O inglês Stephen Grew em apresentação no teatro do Oi Futuro Ipanema. Foto: Francisco Costa / I Hate Flash

Como já contei numa cobertura rápida na última segunda-feira (5), a primeira série de apresentações do festival se dedicou principalmente às sonoridades ruidosas e à música de guitarra — sem cair em clichês e rótulos da chamada “guitar music”, mas englobando artistas como Rakta, Thiago Miazzo, a apresentação em trio do Tantão, God Pussy e Lê Almeida, e o grande Xiu Xiu. Despido de grandes nomes para a sua reta final, o festival apostou em ainda mais diversidade sonora.

Um destaque ficou por conta dos sets das duas festas promovidas pelo festival, com o clima de batalha construído pela boliviano-americana Elysia Crampton e a vibe de descontração na apresentação de Mexican Jihad e Fausto Bahía do NAAFI no Galpão Gamboa e o peso das batidas do inglês Mr. Mitch e lituano J. G. Biberkopf — ambos artistas do SHAPE, plataforma voltada para música, arte sonora e performance visual fundada por festivais e centros culturais da Europa que fez uma parceria com o Novas Frequências na edição 2016 — na festa de encerramento na Fosfobox. Apesar do menor foco nas apresentações eletrônicas, as que deram as caras cumpriram bem o papel.

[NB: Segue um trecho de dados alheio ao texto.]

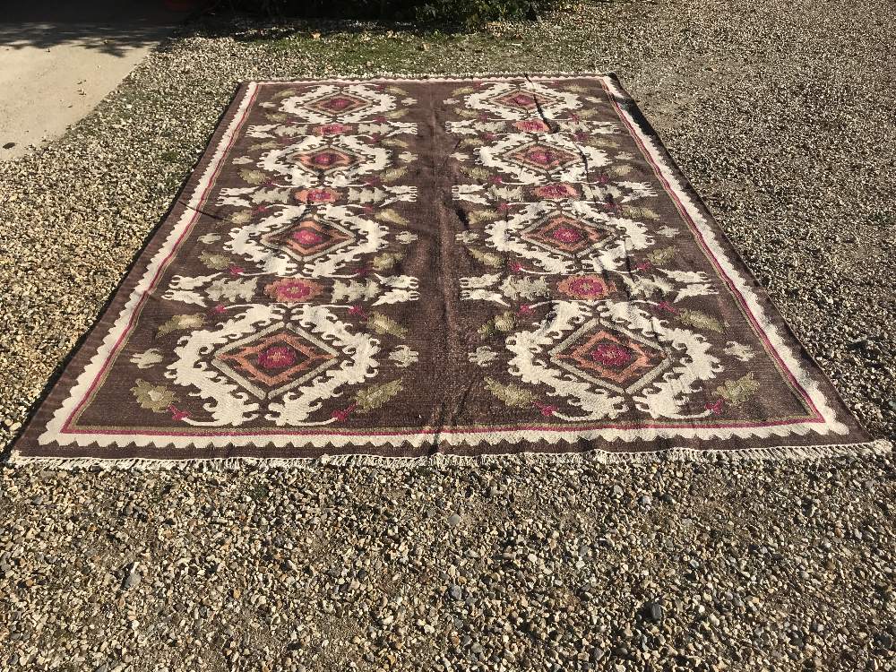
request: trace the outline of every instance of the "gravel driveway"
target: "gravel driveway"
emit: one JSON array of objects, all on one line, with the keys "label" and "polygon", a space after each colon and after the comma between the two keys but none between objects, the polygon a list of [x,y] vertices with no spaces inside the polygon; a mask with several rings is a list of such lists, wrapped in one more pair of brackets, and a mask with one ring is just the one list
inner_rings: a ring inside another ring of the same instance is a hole
[{"label": "gravel driveway", "polygon": [[[607,3],[468,35],[194,23],[0,169],[0,442],[236,82],[613,70],[849,407],[896,435],[886,2]],[[0,468],[0,669],[888,670],[892,457]]]}]

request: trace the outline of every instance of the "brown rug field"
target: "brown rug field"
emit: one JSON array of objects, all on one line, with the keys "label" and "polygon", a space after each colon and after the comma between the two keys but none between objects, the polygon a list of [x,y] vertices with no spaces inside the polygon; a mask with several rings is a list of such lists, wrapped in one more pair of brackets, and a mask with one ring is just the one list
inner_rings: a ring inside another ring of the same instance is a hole
[{"label": "brown rug field", "polygon": [[616,77],[501,75],[240,86],[12,460],[887,447]]}]

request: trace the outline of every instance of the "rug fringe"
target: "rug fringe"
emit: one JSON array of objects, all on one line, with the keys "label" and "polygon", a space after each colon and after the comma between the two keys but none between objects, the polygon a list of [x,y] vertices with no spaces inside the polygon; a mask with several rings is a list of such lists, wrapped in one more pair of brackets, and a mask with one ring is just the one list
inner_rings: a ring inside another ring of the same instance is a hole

Elysia Crampton no Galpão Gamboa. Foto: Francisco Costa / I Hate Flash

O aspecto do festival que ficou claro pra mim — e, pelas conversas que tive com amigos que também assistiram ao NF, para alguma parte do público — desde o começo é que os artistas brasileiros carregaram o Novas Frequências nas costas em diversos momentos: seja pelos gritos de Tantão e a precisão ritmo-melódica do Rakta que ofuscaram a tímida apresentação de Vincent Moon, Rabih Beani e Telmon, que sonorizaram ao vivo um documentário gravado por Moon no Galpão Gamboa; seja pelos instrumentos de sopro improvisados e interações altamente divertidas do Interregno Trio, que me fizeram até esquecer por um minuto da bela apresentação do pianista inglês Stephen Grew no mesmo dia.

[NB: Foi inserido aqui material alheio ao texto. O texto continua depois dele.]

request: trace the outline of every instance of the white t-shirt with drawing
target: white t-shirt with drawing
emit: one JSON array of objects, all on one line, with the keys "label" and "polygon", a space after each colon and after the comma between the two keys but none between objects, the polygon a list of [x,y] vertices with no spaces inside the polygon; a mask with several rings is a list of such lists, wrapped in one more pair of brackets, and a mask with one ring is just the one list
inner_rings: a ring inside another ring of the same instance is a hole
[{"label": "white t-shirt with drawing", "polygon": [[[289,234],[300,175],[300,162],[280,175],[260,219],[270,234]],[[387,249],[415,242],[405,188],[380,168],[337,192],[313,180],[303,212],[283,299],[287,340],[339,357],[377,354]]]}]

Interregno Trio no Oi Futuro Ipanema. Foto: Francisco Costa / I Hate Flash

As apresentações na Comuna — que, com exceção da chilena Valesuchi, que tocou na terceira noite, eram exclusivamente brasileiras — também foram prova disso: o ruído 4/4 de Lucindo e a drum machine frenética que protagonizou a apresentação da dupla Lzana, formada por Cadu Tenório e Salisme, atingiram um nível de hipnose que eu tive dificuldade em sentir nos shows mais formais do festival.

O destaque dos brasileiros ao longo do festival pode instigar uma discussão a ser discutida muito além do Novas Frequências: em que direção, afinal, move-se a chamada “música experimental” brasileira? Contando com apresentações de diversos entusiastas de selos (como Abdala e sua Propósito Recs, Bruno Belluomini encabeçando o TRNQR; Edbrass, João Meirelles e Rômulo Alexis como parte do Sê-lo! Netlabel) e projetos (como o Dissonantes, ciclo mensal de apresentações protagonizadas por mulheres em São Paulo), o festival tirou suas atrações do olho do furacão de manifestações artísticas de vanguarda por todo o Brasil.

A discussão que paira no ar, já provocada por eventos como o Festival Internacional de Música Experimental (FIME) e o Festival de Música Estranha, destaca outra mudança do Novas Frequências em 2016: as usuais mesas e oficinas organizadas pelo festival durante a tarde limitaram-se a apenas uma roda de conversa, realizada antes das apresentações de Natacha Maurer, Renata Roman, Carla Boregas, Paula Rebellato e Leandra Lambert pelo Dissonantes e pautada na presença feminina na música experimental.

Dissonantes apresenta: Natacha Maurer, Paula Rebellato, Carla Boregas,e Leandra Lambert e Renata Roman. Foto: Francisco Costa / I Hate Flash

Diferenças em relação aos anos anteriores devidamente colocadas, eu diria que o Novas Frequências 2016 foi uma edição de sucesso, que não precisou contar com grandes nomes (e, principalmente, com grandes nomes gringos) para chamar espectadores, desafiar o olhar (e audição) comum sobre o que é ou seria a tal da música “experimental” ou “de vanguarda” e manter boa parte do público de olhos bem abertos para o que se seguirá na experimentação musical brasileira em 2017.